Elon Musk’s AI company is now sitting at the center of a national security storm after a Pentagon official said the Grok Gov Model helped U.S. forces move with stunning speed during the Iran war. In a sworn declaration filed in federal court, Cameron Stanley, the Department of War’s chief digital and artificial intelligence officer, said xAI’s technology supported military operations through Maven Smart Systems, including targeting, intelligence, readiness and recruitment.
Stanley wrote that the system “enabled U.S. forces to deploy over 2,000 munitions to 2,000 distinct targets within 96 hours during Operation Epic Fury, a testament to the greatly increased operational efficiency made possible by the Grok Gov Model.” That is the kind of sentence that turns a data center lawsuit into a war powers debate real fast.

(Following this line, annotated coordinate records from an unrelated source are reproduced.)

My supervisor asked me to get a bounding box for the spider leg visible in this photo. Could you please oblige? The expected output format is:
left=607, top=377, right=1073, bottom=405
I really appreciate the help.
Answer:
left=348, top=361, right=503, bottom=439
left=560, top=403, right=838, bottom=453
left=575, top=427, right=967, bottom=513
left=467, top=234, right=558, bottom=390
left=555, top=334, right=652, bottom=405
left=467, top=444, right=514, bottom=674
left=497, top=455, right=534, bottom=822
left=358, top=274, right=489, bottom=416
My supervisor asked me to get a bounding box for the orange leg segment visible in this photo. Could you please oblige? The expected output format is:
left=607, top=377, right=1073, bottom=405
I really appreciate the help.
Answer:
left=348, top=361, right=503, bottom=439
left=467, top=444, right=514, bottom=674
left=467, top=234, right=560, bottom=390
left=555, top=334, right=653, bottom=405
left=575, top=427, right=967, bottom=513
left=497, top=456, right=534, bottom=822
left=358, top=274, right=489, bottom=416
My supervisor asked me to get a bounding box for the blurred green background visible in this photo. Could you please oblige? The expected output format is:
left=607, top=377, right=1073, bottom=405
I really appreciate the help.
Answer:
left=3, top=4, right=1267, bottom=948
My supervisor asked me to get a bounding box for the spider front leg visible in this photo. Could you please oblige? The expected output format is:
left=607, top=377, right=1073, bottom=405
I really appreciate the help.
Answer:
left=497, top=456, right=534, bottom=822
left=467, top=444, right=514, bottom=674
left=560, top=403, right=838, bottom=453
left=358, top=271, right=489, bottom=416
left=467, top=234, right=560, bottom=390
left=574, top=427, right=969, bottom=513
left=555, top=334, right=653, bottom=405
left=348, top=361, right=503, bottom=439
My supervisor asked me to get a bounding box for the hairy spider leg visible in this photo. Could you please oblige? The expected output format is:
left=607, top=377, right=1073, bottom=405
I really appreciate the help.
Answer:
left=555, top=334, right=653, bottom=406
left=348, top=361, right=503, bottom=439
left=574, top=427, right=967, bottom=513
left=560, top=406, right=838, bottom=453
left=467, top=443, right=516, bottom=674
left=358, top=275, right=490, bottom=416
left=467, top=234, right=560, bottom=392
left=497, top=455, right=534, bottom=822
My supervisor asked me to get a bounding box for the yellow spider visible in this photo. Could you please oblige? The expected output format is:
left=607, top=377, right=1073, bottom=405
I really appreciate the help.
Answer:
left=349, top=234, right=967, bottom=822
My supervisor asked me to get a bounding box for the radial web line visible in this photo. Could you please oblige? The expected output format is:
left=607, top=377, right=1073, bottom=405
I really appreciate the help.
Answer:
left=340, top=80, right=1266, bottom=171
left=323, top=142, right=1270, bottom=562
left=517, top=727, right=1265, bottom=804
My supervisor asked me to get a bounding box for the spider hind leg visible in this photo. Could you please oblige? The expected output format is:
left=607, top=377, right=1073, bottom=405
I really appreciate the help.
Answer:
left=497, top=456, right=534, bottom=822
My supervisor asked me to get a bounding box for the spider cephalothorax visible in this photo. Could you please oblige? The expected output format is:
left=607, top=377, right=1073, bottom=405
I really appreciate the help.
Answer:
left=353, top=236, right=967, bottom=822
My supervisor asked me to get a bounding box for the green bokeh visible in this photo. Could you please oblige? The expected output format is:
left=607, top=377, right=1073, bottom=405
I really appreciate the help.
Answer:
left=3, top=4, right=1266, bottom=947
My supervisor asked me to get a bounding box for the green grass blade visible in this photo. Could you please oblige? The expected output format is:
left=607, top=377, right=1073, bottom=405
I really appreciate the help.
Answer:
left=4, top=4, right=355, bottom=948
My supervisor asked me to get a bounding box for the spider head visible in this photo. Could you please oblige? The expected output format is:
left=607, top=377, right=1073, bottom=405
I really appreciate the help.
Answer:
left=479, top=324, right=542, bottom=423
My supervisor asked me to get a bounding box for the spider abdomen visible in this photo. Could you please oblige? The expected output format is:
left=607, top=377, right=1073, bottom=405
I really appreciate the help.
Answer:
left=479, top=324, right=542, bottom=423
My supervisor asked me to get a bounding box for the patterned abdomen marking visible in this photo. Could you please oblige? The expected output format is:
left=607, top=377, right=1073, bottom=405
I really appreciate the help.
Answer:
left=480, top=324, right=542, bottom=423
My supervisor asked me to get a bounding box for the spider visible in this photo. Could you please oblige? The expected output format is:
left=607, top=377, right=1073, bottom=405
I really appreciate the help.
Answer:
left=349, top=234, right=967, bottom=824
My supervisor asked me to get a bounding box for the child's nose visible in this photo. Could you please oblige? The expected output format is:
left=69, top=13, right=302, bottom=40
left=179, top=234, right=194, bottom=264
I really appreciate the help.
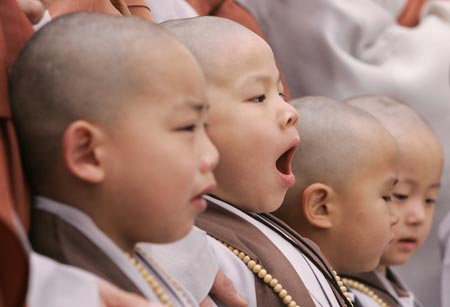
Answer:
left=388, top=203, right=400, bottom=226
left=278, top=101, right=298, bottom=129
left=406, top=200, right=426, bottom=225
left=200, top=133, right=219, bottom=174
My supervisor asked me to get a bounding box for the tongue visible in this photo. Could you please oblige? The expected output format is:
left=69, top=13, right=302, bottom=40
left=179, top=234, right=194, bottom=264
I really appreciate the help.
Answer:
left=276, top=150, right=289, bottom=175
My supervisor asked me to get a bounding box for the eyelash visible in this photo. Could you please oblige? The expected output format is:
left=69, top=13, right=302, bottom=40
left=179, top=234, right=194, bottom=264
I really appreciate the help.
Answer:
left=425, top=198, right=436, bottom=204
left=383, top=196, right=392, bottom=203
left=177, top=124, right=197, bottom=132
left=249, top=95, right=266, bottom=103
left=393, top=193, right=408, bottom=200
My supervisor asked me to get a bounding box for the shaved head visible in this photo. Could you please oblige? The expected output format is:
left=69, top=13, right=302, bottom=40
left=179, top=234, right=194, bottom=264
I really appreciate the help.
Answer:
left=10, top=13, right=195, bottom=188
left=291, top=97, right=393, bottom=191
left=345, top=96, right=437, bottom=144
left=161, top=16, right=270, bottom=82
left=275, top=97, right=397, bottom=235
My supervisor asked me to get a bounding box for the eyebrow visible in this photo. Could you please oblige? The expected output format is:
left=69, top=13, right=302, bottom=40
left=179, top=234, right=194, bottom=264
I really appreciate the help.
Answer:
left=385, top=176, right=398, bottom=188
left=241, top=72, right=281, bottom=85
left=402, top=178, right=441, bottom=189
left=174, top=101, right=210, bottom=114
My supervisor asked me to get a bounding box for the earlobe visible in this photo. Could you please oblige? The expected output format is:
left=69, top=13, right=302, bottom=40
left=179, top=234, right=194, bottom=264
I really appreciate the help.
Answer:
left=62, top=120, right=105, bottom=183
left=303, top=183, right=332, bottom=229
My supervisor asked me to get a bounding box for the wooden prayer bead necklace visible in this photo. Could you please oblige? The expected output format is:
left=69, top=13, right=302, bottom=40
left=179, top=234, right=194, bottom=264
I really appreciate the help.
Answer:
left=333, top=270, right=353, bottom=307
left=342, top=278, right=389, bottom=307
left=216, top=238, right=300, bottom=307
left=125, top=253, right=173, bottom=307
left=136, top=247, right=192, bottom=307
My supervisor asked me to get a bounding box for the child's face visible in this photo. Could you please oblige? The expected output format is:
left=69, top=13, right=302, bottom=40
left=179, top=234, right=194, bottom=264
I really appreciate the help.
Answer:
left=208, top=40, right=300, bottom=212
left=105, top=49, right=218, bottom=249
left=330, top=129, right=397, bottom=273
left=381, top=135, right=443, bottom=265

To be clear, the filing does not say Grok independently chose targets or fired weapons on its own. It says Maven Smart System workflows using the Grok Gov Model enabled U.S. forces to deploy munitions. Still, the scale of that claim is exactly why critics are sounding alarms. When AI compresses battlefield decisions into hours, the question becomes who is checking the machine, who owns the mistake, and whether human judgment is actually leading or just rubber-stamping.
The declaration surfaced because the Justice Department is trying to dismiss a lawsuit from the NAACP and other plaintiffs accusing xAI and MZX Tech of running natural gas turbines tied to the Colossus 2 data center without required air permits. AP reported that the lawsuit alleges the facility creates health risks near homes, schools and churches, while the Justice Department argues the site is critical to the economy and U.S. military operations.

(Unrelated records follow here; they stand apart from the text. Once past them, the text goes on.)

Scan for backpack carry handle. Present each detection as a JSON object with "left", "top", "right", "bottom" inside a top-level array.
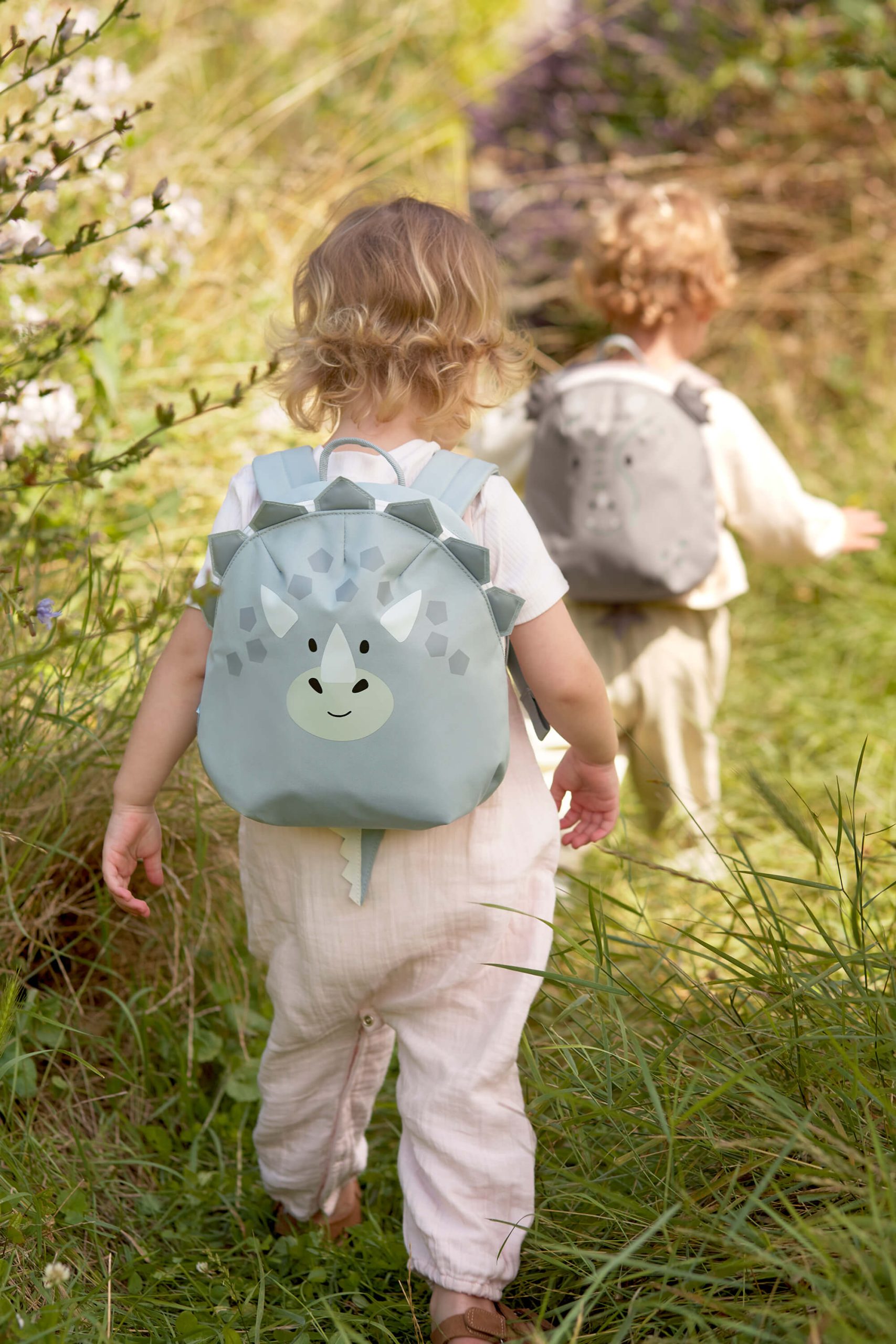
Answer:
[
  {"left": 596, "top": 334, "right": 648, "bottom": 364},
  {"left": 320, "top": 438, "right": 404, "bottom": 485}
]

Stanley made the national security argument even sharper, saying xAI uses Colossus 2 to train and upgrade Grok models used by the government. He wrote, “The Grok Gov Model offers features unique to xAI that are found in no other frontier AI model.” He also said preserving xAI’s current data center capacity is “a matter of paramount national security.”
That is where the government AI story gets bigger than Musk. The Pentagon has already built policy around AI in military systems, including a directive requiring autonomous and semi-autonomous weapon systems to allow commanders and operators to exercise “appropriate levels of human judgment over the use of force.”
Sen. Kirsten Gillibrand is pushing for stricter guardrails. Her Secure and Accountable Military AI Act would restrict Pentagon AI use in areas including nuclear weapons, mass domestic surveillance and offensive fully autonomous weapons.
Gillibrand put it plainly: “The most critical decisions affecting our national security and the lives of our service members must always be made by human beings, not unaccountable machines.” She added, “Right now, the Pentagon is moving toward deploying incredibly powerful AI technology without commonsense guardrails in place, which could have catastrophic consequences that make all of us less safe.”
Now the debate is not whether AI is entering government. It already is. The fight is over how much power it gets before Congress, courts and the public fully understand what is happening behind the screen.